Sietta – born from a love for soul and pulsating beats and production; bred from the madness of the Darwin heat.

Vocalist Caiti Baker and producer/instrumentalist James Mangohig both come from strong musical backgrounds; the former being raised on the blues via her musician father, the latter growing up surrounded by gospel. Both Caiti and James spent years honing their talents before coming across each other in the mid-2000s.

Their debut EP, The Come Back Easy Play, brought them to the attention of Elefant Traks, who signed them in 2011. The release was also the beginning of a strong and continued relationship with ARIA-nominated and APRA Award- winning producer Count Bounce.

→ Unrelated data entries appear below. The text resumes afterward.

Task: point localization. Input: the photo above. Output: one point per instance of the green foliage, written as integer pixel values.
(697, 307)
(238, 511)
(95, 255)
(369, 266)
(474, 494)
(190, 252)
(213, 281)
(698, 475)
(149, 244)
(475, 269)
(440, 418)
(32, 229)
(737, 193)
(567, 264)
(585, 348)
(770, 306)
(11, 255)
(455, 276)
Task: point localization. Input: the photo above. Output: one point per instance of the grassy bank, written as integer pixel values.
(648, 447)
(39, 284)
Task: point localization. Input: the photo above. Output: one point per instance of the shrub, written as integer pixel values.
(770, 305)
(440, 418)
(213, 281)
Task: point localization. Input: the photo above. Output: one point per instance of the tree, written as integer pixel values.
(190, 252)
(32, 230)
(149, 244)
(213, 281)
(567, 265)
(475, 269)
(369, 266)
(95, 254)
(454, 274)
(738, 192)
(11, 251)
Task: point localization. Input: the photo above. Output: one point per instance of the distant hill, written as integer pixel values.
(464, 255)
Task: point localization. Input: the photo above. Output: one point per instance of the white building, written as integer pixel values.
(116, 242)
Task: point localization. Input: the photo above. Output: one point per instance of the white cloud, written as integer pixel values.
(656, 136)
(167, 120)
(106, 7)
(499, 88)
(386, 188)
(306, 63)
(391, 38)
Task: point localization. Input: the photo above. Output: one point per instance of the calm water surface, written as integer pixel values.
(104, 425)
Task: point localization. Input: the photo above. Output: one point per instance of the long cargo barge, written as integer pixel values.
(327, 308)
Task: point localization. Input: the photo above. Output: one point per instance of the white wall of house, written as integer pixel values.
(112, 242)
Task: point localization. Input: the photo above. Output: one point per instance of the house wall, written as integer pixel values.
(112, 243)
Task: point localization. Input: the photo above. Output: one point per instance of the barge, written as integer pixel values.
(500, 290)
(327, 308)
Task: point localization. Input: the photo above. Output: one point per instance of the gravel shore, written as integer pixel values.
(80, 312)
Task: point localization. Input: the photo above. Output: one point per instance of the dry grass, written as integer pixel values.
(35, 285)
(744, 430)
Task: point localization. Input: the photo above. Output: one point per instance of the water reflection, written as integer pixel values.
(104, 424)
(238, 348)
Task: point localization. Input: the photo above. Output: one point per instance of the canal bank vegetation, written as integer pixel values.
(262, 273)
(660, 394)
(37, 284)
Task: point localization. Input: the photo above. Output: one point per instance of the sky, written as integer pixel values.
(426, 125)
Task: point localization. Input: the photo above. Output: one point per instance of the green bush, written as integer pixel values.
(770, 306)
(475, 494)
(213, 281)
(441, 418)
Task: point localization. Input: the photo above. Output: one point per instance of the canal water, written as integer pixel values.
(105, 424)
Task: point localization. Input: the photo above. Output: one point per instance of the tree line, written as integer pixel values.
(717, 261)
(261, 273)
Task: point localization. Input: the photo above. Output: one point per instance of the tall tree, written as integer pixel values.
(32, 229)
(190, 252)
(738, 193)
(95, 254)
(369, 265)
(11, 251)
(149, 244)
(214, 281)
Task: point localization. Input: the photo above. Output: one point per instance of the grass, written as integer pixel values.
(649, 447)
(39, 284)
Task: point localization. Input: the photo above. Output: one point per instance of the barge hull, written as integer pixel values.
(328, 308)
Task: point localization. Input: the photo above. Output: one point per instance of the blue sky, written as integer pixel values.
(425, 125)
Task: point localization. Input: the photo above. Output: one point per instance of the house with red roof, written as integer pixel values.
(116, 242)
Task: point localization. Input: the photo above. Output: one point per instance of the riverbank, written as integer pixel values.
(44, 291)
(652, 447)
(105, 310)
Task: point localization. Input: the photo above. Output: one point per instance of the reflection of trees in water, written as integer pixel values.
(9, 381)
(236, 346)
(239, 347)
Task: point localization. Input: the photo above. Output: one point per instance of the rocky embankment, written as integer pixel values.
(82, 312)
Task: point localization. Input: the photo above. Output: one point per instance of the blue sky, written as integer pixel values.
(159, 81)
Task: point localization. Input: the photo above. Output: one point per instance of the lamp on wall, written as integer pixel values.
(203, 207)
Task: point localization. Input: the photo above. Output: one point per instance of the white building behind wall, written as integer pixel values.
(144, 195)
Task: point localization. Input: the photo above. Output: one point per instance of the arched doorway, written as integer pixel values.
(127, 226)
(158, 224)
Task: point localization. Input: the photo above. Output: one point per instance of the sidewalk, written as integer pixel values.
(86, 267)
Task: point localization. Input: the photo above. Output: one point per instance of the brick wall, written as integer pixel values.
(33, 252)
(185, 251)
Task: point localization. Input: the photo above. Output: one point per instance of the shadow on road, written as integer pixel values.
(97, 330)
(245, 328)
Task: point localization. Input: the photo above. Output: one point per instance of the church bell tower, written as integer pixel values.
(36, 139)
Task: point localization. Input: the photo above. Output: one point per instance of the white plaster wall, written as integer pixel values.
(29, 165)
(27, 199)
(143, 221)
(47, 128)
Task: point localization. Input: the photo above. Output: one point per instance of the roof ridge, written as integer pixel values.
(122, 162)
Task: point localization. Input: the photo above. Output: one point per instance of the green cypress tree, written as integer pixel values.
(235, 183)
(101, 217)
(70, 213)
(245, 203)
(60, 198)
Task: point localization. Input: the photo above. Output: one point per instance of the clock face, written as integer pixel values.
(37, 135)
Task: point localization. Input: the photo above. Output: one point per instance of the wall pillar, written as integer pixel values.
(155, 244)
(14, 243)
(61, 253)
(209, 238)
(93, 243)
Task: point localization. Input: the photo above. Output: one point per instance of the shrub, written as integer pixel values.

This was followed by the debut album The Seventh Passenger. The album spawned radio singles in ‘What Am I Supposed to Do?’, ‘No Longer Hurt’ and a fruitful year of touring through 2012 and 2013, supporting the likes of Hermitude, Jessica Mauboy and even Paul Kelly. Their exploration of soul, blues, hip-hop and electronica brought this twosome from the apparent dust bowl of the Top End to the attention of national audiences, though strong live performances
and national radio play. They also brought awareness to a wider audience of the strong artistic community in Darwin—who they remain passionate advocates for.

Their live shows are a fusion of live vocals infusing the futuristic atmosphere
of programmed beats, and whether it’s a gig at The Vanguard in Sydney, or a showcase in the UK’s Liverpool Sound City, Caiti and James always push the powers of technology and the human voice to their full extent. They also know how to pull the songs back to their essence—as demonstrated in their acoustic EP The Dark Passenger—which featured stripped-back reworkings of select songs from the album.

The Invisible River is Sietta’s stunning second record. It’s a maturation of the foundations laid on their debut. Still present is the marriage of powerful lyrics and entrancing musical arrangements—but infused with a strength of character and class that marks it as an album for the ages.